We've been here before, haven't we? Bernie Mac, Robin Harris, Warren Thomas -- all groundbreakers who nudged the art form ahead a few spaces before exiting stage left a bit too soon. But what made O'Neal special was that he developed a unique approach to standup comedy. He may have been the first African-American comedian who -- at least in the early part of his career -- took a page from Andy Kaufman: HE RARELY TOLD ANY JOKES.

Instead, he would ramble on in his raspy, high-pitched Cee-Lo Green croak and trail off just before the punchline. His jokes were the silences between the sentences, where he actually let the audience fill in the blanks with what they thought he was going to say. Which was always invariably funny. In this way, O'Neil was more avant-garde and intellectual than any "urban" comedian I've seen. (What other black comic has a routine dissecting Radiohead's "Creep"?) Sure, he did the Dozens on the audience and could be street-crude and brutally frank -- he shared Jerry Lewis' Neanderthal opinions that "women aren't funny" -- but he avoided the dregs of making it in lamestream comedy and instead deliberately focused on becoming, in his words, "a cult comic."

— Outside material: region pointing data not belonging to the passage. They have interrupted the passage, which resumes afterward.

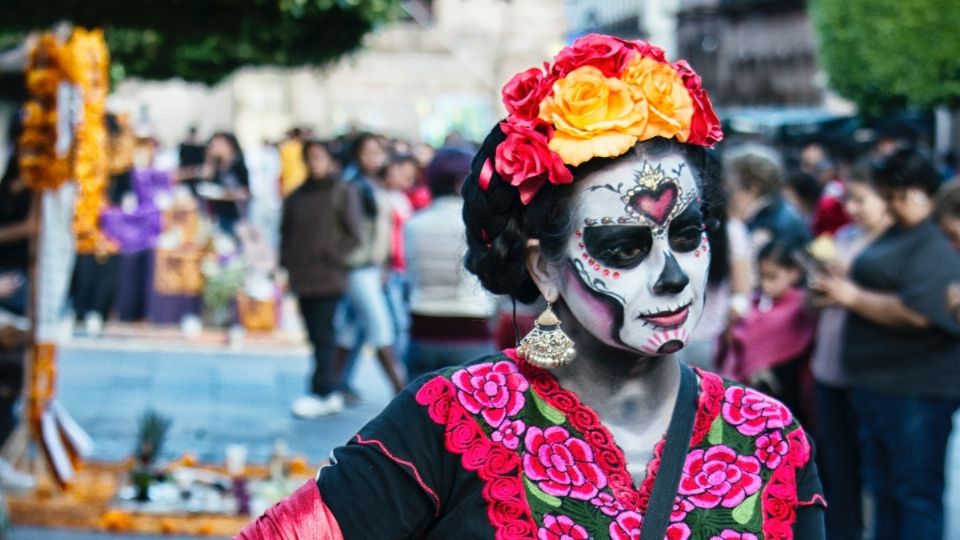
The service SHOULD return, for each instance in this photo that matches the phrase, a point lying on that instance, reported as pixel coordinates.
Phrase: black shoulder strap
(664, 492)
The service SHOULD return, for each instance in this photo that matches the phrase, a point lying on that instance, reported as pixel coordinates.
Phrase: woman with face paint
(595, 194)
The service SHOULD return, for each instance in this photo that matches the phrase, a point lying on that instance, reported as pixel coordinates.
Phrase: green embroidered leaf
(715, 435)
(744, 511)
(552, 415)
(541, 495)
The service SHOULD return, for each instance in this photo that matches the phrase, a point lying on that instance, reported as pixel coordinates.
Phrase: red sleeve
(301, 515)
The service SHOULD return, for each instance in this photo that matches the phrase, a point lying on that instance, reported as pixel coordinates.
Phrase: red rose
(463, 436)
(608, 54)
(626, 526)
(718, 476)
(678, 531)
(705, 129)
(525, 160)
(730, 534)
(752, 413)
(681, 507)
(770, 449)
(498, 463)
(494, 391)
(562, 465)
(502, 489)
(524, 92)
(561, 528)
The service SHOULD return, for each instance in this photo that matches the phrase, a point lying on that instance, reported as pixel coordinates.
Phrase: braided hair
(499, 225)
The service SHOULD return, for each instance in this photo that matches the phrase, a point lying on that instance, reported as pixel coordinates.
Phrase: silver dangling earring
(546, 346)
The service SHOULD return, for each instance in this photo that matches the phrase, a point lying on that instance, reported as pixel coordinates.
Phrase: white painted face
(638, 256)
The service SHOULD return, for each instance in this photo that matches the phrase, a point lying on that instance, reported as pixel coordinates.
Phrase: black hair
(806, 186)
(499, 225)
(948, 202)
(907, 168)
(446, 170)
(359, 141)
(781, 254)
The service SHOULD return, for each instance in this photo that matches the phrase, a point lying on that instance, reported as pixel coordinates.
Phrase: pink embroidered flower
(561, 528)
(560, 464)
(771, 448)
(681, 507)
(730, 534)
(628, 524)
(495, 391)
(718, 476)
(509, 433)
(607, 504)
(752, 413)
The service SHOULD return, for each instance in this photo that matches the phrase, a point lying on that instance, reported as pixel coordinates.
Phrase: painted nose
(672, 279)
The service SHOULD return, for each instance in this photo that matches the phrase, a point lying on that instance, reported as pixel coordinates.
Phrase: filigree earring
(546, 346)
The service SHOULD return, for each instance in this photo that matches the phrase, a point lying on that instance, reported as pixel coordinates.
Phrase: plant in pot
(151, 435)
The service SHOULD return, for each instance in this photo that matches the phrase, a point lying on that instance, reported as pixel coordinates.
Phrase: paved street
(217, 397)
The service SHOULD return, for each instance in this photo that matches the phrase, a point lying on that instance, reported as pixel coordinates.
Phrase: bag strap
(664, 492)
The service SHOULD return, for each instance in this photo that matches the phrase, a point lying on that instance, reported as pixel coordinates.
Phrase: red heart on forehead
(656, 205)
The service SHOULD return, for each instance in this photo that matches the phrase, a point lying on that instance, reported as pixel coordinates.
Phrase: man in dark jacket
(321, 224)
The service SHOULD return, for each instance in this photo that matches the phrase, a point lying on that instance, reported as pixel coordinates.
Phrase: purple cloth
(138, 230)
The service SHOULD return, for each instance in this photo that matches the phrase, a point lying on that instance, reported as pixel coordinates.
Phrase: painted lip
(667, 319)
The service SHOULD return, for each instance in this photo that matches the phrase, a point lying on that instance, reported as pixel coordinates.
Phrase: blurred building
(752, 52)
(438, 69)
(652, 20)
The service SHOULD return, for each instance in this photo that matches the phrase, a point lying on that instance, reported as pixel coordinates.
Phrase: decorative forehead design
(653, 197)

“If you watched Patrice, all his shows were different and he didn’t write any of his material down,” ONeil's friend, the equally edgy comic Bill Burr, told writer Adrian LeBlanc. “He got to it in a new way every night. As long as I knew him, he was always working on trying to attain a level of freedom onstage where he could just go up there and talk to the crowd. To me, that was the Pryor school of stand-up comedy.”

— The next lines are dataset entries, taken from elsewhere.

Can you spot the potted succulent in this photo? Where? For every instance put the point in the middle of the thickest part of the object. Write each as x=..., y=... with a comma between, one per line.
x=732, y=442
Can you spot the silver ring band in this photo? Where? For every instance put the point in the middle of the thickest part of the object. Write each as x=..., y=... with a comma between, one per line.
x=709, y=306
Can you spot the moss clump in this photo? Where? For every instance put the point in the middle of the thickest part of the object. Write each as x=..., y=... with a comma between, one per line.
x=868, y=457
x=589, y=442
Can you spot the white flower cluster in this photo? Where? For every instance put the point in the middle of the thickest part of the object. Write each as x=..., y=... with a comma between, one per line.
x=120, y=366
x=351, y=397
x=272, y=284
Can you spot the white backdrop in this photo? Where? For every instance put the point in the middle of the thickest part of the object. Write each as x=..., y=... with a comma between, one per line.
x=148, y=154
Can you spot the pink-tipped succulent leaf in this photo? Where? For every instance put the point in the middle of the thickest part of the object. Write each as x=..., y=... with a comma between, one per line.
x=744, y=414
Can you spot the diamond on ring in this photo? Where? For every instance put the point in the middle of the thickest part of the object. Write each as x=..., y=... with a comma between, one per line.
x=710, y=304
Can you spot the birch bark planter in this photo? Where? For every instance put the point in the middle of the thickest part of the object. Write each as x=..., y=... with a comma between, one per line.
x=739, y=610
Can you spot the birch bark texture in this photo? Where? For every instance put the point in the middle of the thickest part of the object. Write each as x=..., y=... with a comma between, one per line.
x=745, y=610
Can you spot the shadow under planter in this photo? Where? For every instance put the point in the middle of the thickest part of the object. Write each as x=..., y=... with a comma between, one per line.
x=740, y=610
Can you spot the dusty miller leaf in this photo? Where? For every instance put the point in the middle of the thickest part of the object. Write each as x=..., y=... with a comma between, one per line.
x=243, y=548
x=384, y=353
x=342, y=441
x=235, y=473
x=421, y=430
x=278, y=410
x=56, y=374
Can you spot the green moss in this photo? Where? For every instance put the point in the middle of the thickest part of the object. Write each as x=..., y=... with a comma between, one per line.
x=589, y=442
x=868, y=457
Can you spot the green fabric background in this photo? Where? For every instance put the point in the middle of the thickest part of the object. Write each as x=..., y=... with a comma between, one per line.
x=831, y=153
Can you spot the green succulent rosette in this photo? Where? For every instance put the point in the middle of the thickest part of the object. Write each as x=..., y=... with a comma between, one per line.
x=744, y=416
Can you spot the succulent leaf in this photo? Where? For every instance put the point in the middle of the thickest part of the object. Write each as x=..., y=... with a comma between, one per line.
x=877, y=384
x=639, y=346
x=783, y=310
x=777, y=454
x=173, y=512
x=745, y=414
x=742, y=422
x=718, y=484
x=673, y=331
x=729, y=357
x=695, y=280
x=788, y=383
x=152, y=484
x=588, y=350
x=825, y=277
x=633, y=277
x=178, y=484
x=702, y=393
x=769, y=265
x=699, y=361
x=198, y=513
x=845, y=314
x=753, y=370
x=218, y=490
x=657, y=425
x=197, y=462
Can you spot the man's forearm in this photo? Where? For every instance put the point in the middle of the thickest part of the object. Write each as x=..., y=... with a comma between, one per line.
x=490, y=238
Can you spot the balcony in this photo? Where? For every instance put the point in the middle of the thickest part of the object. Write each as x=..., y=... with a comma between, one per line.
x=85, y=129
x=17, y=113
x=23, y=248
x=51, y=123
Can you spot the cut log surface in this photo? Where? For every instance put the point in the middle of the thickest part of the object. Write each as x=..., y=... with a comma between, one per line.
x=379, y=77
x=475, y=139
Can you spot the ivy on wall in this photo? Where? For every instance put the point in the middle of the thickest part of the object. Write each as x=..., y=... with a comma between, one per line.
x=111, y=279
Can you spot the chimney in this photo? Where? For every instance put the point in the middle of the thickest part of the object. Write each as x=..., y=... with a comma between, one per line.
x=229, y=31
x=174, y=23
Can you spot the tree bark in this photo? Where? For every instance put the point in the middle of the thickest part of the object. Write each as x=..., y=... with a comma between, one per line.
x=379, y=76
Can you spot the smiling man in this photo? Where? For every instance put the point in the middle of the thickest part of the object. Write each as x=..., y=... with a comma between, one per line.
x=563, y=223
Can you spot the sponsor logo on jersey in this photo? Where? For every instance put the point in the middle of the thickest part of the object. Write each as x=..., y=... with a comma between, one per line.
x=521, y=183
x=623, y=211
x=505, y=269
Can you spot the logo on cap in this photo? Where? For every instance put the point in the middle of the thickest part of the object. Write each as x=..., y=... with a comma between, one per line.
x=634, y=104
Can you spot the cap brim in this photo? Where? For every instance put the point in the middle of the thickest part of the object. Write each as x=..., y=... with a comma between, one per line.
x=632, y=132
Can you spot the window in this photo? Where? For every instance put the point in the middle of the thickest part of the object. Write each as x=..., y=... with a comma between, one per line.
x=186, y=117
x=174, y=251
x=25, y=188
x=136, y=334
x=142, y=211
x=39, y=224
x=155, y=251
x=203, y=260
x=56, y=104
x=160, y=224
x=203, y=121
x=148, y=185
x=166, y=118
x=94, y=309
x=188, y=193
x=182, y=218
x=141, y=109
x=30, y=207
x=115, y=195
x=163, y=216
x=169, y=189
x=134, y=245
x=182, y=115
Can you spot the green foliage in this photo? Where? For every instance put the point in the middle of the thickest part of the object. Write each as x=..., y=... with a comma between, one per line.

O'Neal's style went somewhere between Tracy Morgan's stream-of-consciousness ghetto fables and Dave Chappelle's unflinching racial microscope. He didn't necessarily fit in with the post-Dolemite shtick of Eddie Griffin or Katt Williams. He was more like Richard Pryor with a Master's Degree. And he was influential: just look at the sort of semi-exhausted, rambling badinage peddled by comics like Corey Holcomb, Lavell Crawford and the terminally annoying Craig Robinson, who appeared with O'Neil on The Office as one of the Dunder-Mifflin warehouse employees but somehow got bumped up over O'Neil to a starring role despite the fact that Robinson's "act" consists of acting too cool -- or too stoned -- to have an act and force-feeding his godawful R&B music down our throats. Good Lord, what would O'Neil have down with the role of Darryl?